It was Grandfather’s Day at the local elementary school, and that inimitable gift of God, a grandson, had staked his claim on me. Other things could be postponed. The real priority that day was Billy. So I found myself sitting in a seat entirely too small for me, in a room smelling of pencil grindings and sweat, surrounded by ten-year-olds and their teachers.

As I looked around and listened, Billy’s classroom sparked memories of my own days in what we used to call “grammar school.” And as I recalled pranks (others’, of course) involving pigtails and inkwells, two important truths came to mind. One was the absolute genius of a good fifth-grade teacher. She seemed to be able to take almost anything from the creation about her and use it for an object lesson. The most commonplace things became the means of opening up the world of knowledge to a child.

A second truth I recalled was the thrill of learning. The light in Billy’s eye and the shine on his face as he shared some of his discoveries with me was enough to bring elation to the toughest old grandfather’s heart. A good teacher can make one see; and when one sees, it is always satisfying.

My return to this wonderful world of chalk dust and times-tables resurrected a line of thought that started long ago and has become more impressive to me as the years have passed: God really must be the fifth-grade teacher of all fifth-grade teachers.

That conviction began when I first tried to dig out a better understanding of the Gospels, particularly John. In these books documenting our Lord’s ministry, Jesus seemed able to find materials anywhere with which to enlighten his hearers: the water drawn from the well to quench their thirst at journey’s end; the bread from which they made their meal; the vine with its branches so ever present in that world and so vital to their lives; the gate of the sheepfold and particularly the shepherd who led his flock out for pasture and in for safety; the very light that encompassed all by day and even the darkness that clothed their world at night; the seasons that came and went and the soils the Palestinian farmers worked. The whole of creation seemed compatible to his purposes. As the ultimate fifth-grade teacher, the Son of God found object lessons everywhere.

Like any good teacher, Jesus also drew his lessons from human relationships. He spoke of the king and his kingdom, masters and their servants, judges and those judged. A marriage became the symbol of his relationship with the church. He seemed to be most at home with the family, its members and its processes, as a special pedagogical device. He took the world we see and lifted our vision to the world we can’t see. He took the things of time and made them pointers to the eternal. And he could start anywhere.
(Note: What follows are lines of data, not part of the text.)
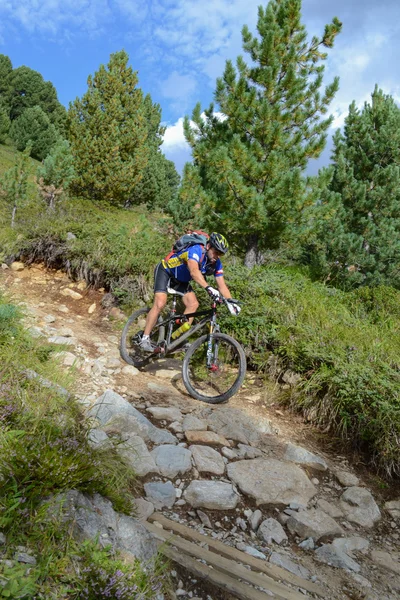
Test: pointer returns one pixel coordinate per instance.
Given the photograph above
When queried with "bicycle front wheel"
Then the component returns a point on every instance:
(131, 335)
(225, 374)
But it was more than a teacher’s creative imagination that led Jesus to see the connection between creation and eternity. The compatibility of the world with his purposes is part of God’s great plan to redeem his people. The world he made so perfectly fit his character that when he was here, he could use it to teach us. His pedagogical concerns did not originate when he called the twelve.

That, of course, would mean that all of creation was made in such a way that with open eyes and the Holy Spirit’s leading, we can see God’s nature through it. But so many times we miss those object lessons, or see them too dimly to learn anything, which may have inspired these words of the great hymn writer, Charles Wesley:

Long my imprisoned spirit lay

Fast bound in sin and nature’s night.

Thine eye diffused a quickening ray,

I woke, the dungeon flamed with light;

My chains fell off, my heart was free;

I rose, went forth, and followed Thee.

We, too, are often imprisoned by “nature’s night” and desperately need a quickening ray and a flaming light. Lately I have found myself asking God for more light. And for more fifth-grade teachers.